A giant Santa hat topping a stack of anthracite boulders disappeared last week. Members of the North Scranton Rotary, who have been capping the coal monument for six holiday seasons and take care of the now triangular-shaped piece of land that hosts it, noticed the hat missing Saturday, said Carl M. Baruffaldi, treasurer of the local service organization.

At the site to raise the U.S. and Rotarian flags, which had been at half-staff since the tragic shooting in Newtown, Conn., Mr. Baruffaldi also wanted to take photos of the park for the group's records. But the coal was bare. He looked around the immediate area and sent a query to fellow Rotarians.

A Grinch likely made off with the cap, wanting to have an oversized holiday novelty, Mr. Baruffaldi said. He doubts it was the weekend's high winds, since Rotary members fasten the cap with bungee and rope.

"Someone felt the need to take this cap. ... I hope they had a great Christmas," he said with more than a hint of sarcasm. "It's disappointing."

The coal monument at the confluence of the McDade Expressway and Routes 6 and 11 added to the spirit of the season for the past six years, sporting the huge red, tasseled stocking cap at the northern gateway to the city.

The Rotary will not file a police report, and Mr. Baruffaldi is not hopeful the spirit of the season will prompt the thief to return it.
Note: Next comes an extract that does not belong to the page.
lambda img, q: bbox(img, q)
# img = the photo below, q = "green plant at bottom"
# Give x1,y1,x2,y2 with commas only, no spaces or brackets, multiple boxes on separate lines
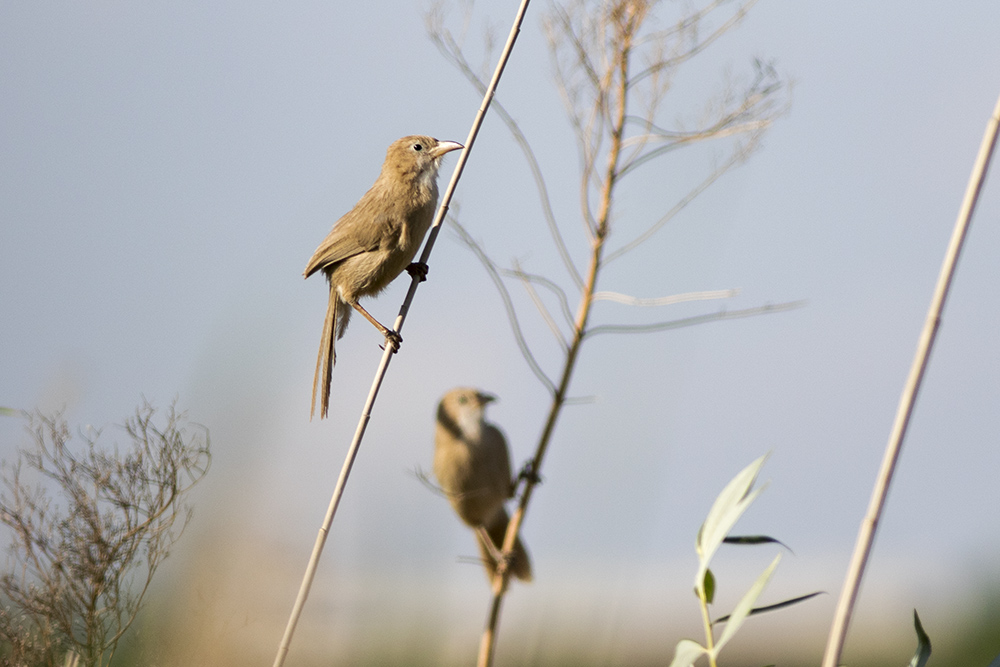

This is the second time the hat was stolen; the coal's first hat disappeared three years ago.

North Scranton Rotary gets a lot of positive feedback about the small holiday gesture, and the group will have another hat ready for Christmas 2013. Scranton High School home economics students make the hat, with the Rotary providing the $70 to $100 worth of materials.

The monument, dedicated by the American Automobile Association in 1941, commemorates the first traffic circle in Pennsylvania. It existed there before road networks changed and traffic circles fell out of favor.